Be With You, Damian And Ainsley
Awas Jika Kau Berani!



Sketsa gambar berantakan di atas meja, Anna tertidur karena dia lelah melarikan diri dari kejaran kedua pengawal ayahnya. Beruntungnya Harry tidak mengusir, lagi pula pria itu sedang pergi rapat. Dia membiarkan Anna di dalam ruangannya, dia sudah mencoba mengusir tapi Anna tidak mau pergi.


Nekad seorang stalker tidak boleh diremehkan, dia tahu itu karena dia mantan penguntit yang selalu mengikuti Ainsley dulu. Sebab itu dia tidak mau banyak berdebat, dia tahu semakin dilarang, Anna tidak akan berhenti.


Memberikan gadis itu kesempatan adalah pilihan terbaik, lagi pula dia tidak memiliki pacar sehingga tidak akan ada yang sakit hati saat melihat Anna berusaha mendekatinya. Biarkan Anna berusaha dan ketika dia sudah lelah, dia pasti akan menyerah mengejarnya.

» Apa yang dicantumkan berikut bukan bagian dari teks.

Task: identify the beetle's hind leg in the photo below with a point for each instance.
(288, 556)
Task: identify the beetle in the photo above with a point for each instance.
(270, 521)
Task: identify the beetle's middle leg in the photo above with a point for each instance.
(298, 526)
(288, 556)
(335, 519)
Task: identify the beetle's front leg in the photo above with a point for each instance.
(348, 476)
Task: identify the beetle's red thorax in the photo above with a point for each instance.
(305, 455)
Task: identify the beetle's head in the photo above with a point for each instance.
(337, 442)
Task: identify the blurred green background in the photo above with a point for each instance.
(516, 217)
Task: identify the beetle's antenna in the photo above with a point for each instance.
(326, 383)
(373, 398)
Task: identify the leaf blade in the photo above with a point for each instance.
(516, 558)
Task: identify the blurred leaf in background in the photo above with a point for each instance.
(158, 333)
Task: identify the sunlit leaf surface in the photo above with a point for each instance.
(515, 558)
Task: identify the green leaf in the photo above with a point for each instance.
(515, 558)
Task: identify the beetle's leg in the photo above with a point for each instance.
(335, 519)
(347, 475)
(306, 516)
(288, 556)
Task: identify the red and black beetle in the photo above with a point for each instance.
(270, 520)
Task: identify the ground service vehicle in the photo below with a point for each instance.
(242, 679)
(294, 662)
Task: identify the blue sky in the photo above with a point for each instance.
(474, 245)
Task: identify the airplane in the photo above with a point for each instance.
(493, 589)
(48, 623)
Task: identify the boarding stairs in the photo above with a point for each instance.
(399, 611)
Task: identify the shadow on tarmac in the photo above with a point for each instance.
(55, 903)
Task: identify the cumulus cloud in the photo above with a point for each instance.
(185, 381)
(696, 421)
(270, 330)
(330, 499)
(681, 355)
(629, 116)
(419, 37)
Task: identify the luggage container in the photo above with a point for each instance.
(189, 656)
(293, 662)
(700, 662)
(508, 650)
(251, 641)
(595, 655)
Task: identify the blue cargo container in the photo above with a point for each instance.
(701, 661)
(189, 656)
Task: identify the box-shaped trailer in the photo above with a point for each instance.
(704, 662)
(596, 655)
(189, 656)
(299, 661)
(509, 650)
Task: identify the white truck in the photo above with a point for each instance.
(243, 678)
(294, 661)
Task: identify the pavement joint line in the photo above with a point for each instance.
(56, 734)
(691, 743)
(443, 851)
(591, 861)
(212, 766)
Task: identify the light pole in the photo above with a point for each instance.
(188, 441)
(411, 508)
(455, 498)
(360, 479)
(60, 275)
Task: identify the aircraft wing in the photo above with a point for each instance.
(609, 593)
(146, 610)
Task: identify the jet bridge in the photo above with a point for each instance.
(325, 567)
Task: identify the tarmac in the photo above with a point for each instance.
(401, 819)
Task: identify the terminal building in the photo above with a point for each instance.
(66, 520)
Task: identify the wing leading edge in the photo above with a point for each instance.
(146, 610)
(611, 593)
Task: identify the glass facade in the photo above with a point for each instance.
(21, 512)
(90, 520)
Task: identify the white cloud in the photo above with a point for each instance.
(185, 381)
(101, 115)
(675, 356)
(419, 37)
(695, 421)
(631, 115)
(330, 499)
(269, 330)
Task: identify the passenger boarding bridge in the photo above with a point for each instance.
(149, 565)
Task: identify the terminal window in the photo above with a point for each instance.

Harry sudah selesai dengan rapatnya, pria itu melangkah menuju ruangannya dengan terburu-buru. Dia harap Anna sudah pergi saat dia meninggalkannya. Pintu ruangan terbuka, suasana  tampak hening. Harry terlihat lega, sepertinya Anna memang sudah pergi dan akhirnya hari tenangnya kembali.


Dasi dilonggarkan, Harry melangkah menuju meja. Selera makannya jadi hilang gara-gara Anna, dia bahkan tidak merasa lapar sedikitpun. Harry hendak kembali bekerja, tapi suara Anna menghentikan niatnya.


"Dad, aku tidak mau menikah!"


Harry beranjak, melangkah menuju sofa.


"Aku akan membawanya pulang jadi jangan paksa aku!" gumam Anna lagi.


Harry menggeleng, dia sangka gadis itu sudah pergi tapi ternyata dia tampak tertidur dengan nyaman. Mata Harry jatuh pada sketsa gambar yang Anna buat. Harry menghampiri sketsa yang berantakan dan mengambilnya. Ternyata gadis itu memang memiliki bakat. Dia jadi ingin tahu di mana gadis itu bekerja.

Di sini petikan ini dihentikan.